Философствующие инженеры и первые философы техники Глава 2

Вид материалаДокументы
Подобный материал:
1   ...   18   19   20   21   22   23   24   25   26


Например, в живописи кватроченто каждая вещь выписывается так, что ее можно детально рассмотреть с близкого расстояния. При этом неважно ее месторасположение внутри картины. Этой традиции, в частности, целиком и полностью принадлежит Дюрер. В зависимости от нахождения вещи в системе перспективы она изображается меньше или крупнее. Такой тип живописи проанализирован в работе Хосе Ортеги-и-Гассета "О точке зрения в искусстве", написанной в рамках традиции заданной указанными выше авторами. Здесь он связывает этот блуждающий, аналитический, детализирующий взгляд с тем, что при восприятии картины используется одно только ближнее зрение. Действительно, в каком-то смысле – это эпоха предчувствия бесконечности, когда кажется, что нет предела детализации деталей, когда, чтобы увидеть целое, необходимо слиться с самим полотном, раствориться в нем. Здесь каждый фрагмент картины хотел бы остановить на себе взгляд, выделить для себя время восприятия. И это время было тем универсальным гомогенным временем, в котором была зафиксирована логика движущегося мира. Специфика этой живописи в том, что она не знает, что хочет показать зрителю, она оставляет за ним право выбора на что смотреть. А это и есть право задания времени жизни объекта, всегда зависимого от устойчивой позиции субъекта восприятия [17].


Однако теперь хорошо известен и другой вариант, когда зрение не пытается выполнять аналитическую функцию, а концентрируется на самом моменте восприятия, когда взгляд естественно сосредоточен на конкретной фигуре, попавшей в поле зрения, но при этом другие оказываются несфокусированными, размытыми, оказываются фоном. Таков принцип: выписывать только одну фигуру и даже – только одну деталь, фиксируя на ней взгляд смотрящего, оставляя предметы фона выписанными нечетко, словно видимыми периферийным зрением. По мнению Ортеги-и-Гассета, эта "остановка зрачка" особенно удалась Веласкесу, который писал "не предметы, а видение само по себе" [18].
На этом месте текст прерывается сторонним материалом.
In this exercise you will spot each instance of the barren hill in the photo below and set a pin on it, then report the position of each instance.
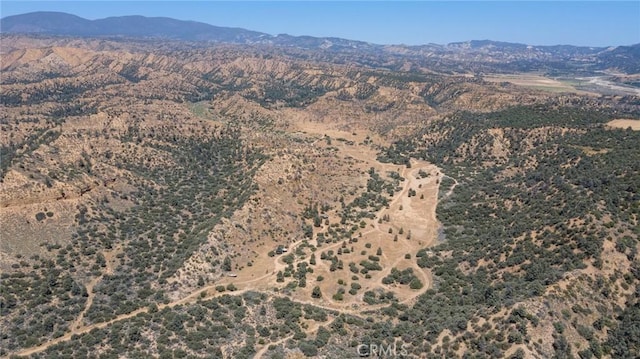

Но с еще большей тщательностью эта позиция обозначена Вермеером. Если Дюрер и традиция, которую он представляет, разрабатывали активное зрение, то живописное зрение Вермеера и Веласкеса можно вполне назвать пассивным. Это зрение промежуточных состояний, когда мир остановлен вопреки очевидной невозможности такой остановки. Потому получается, что в такой момент зрение замерло и ретинальный эффект вступил в неожиданное взаимодействие с тем, что мы привыкли называть реальностью. Видимые объекты потеряли дистанцию. Потеряли свою пред-ставленность. Сверхреалистичность такой живописи заключалась в том, что фактически она утверждала: глаз – инерционная система, причем его механика более отлажена, чем механика мира. Отсюда – возможность фиксации состояний, которые не фиксируются во времени, понятом в классическом смысле.


И тогда приходится признать, что существуют детали, детализация которых бессмысленна (хотя невозможно остановить логический механизм детализации), которые в своей неясности, нечеткости дают нам тем не менее то реальное состояние мира, которое уже нерасчленимо в своей полноте.


Когда мы противопоставляем пассивность и активность, то не надо забывать, что это не совсем противопоставление. Это не полюса одной динамической шкалы. В данном случае не совершается попытка пересмотреть активизм зрения или разума, характерный для той эпохи, указать на возможные ценностные моменты "заклейменной пассивности", подвести к возможности равновесия, гармонии, синтеза. Нет, все что делается – это попытка увидеть иную (вытесненную на периферию, но все равно "работающую") традицию. И эти линии в принципе несинтезируемые. Это разные логики. И в этих логиках по-разному мыслится, в частности, движение.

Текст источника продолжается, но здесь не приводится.